[T]he redemptive role attributed by Marx to the united workers of the world was taken over by the rich, formerly stigmatised as grinders of the faces of the poor...So argues Jeremy Seabrook. Never mind about 'redemptive'. It suggests a saviour role for the workers of the world and I prefer to think about these issues in non-religious terms. The question I wish to address, though, is this one: why did Marx think it would be the working class that would act as an agent of revolutionary change, change to create a more just society than capitalism?

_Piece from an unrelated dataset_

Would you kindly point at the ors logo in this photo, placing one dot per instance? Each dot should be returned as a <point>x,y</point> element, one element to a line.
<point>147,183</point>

It's not because the workers were poor and oppressed. That Marx thought of the modern working class as having 'nothing to lose' may have been for him a necessary condition of socialist change; but it wasn't a sufficient one. Had the latter been his assumption, he could have envisaged socialism as a possible product of peasant revolt or of the uprising of a slave class. But this wasn't his line of thought. One reason why it wasn't was that he saw capitalism as creating the material preconditions for socialist economy. He wasn't thinking of a socialism of shared indigence and hardship. There is, however, a second reason which is companion to that first one. The kind of society that Marx envisaged emerging from capitalism would require a populace that had been organized and educated by capitalism itself to be able to run an advanced modern economy. In this sense, what mattered to him about the working class was not so much its (relative) impoverishment or oppression, but its capacity. I mean its political capacity: the result of characteristics it possessed - geographical concentration, trade union and political organization, literacy, technical competence, political and economic experience - through being integral to the running of capitalist society itself, at the same time as it mobilized its forces to oppose and reform certain features of that society.

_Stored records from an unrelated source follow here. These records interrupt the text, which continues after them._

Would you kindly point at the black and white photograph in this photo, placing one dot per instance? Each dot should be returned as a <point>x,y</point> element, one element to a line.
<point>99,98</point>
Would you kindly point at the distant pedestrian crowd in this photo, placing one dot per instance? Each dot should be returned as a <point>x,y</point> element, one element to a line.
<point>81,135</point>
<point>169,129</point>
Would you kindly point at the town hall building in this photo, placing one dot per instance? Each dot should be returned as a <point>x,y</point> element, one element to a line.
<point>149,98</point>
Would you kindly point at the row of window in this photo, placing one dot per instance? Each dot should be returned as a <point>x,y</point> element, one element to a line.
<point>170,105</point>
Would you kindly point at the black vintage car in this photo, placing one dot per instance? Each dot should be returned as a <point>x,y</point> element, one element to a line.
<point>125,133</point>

Marx got many things wrong. But some he got right. Such hope as there is today for achieving a world in which there is less systemic injustice, more freedom, less poverty, greater equality, rests in significant part on the kind of populations that developed capitalist economies increasingly put in place (this despite every countervailing tendency encouraging selfishness, greed, and so forth): populations educated, increasingly aware, competent - and not well-shaped for tolerating being dictated to.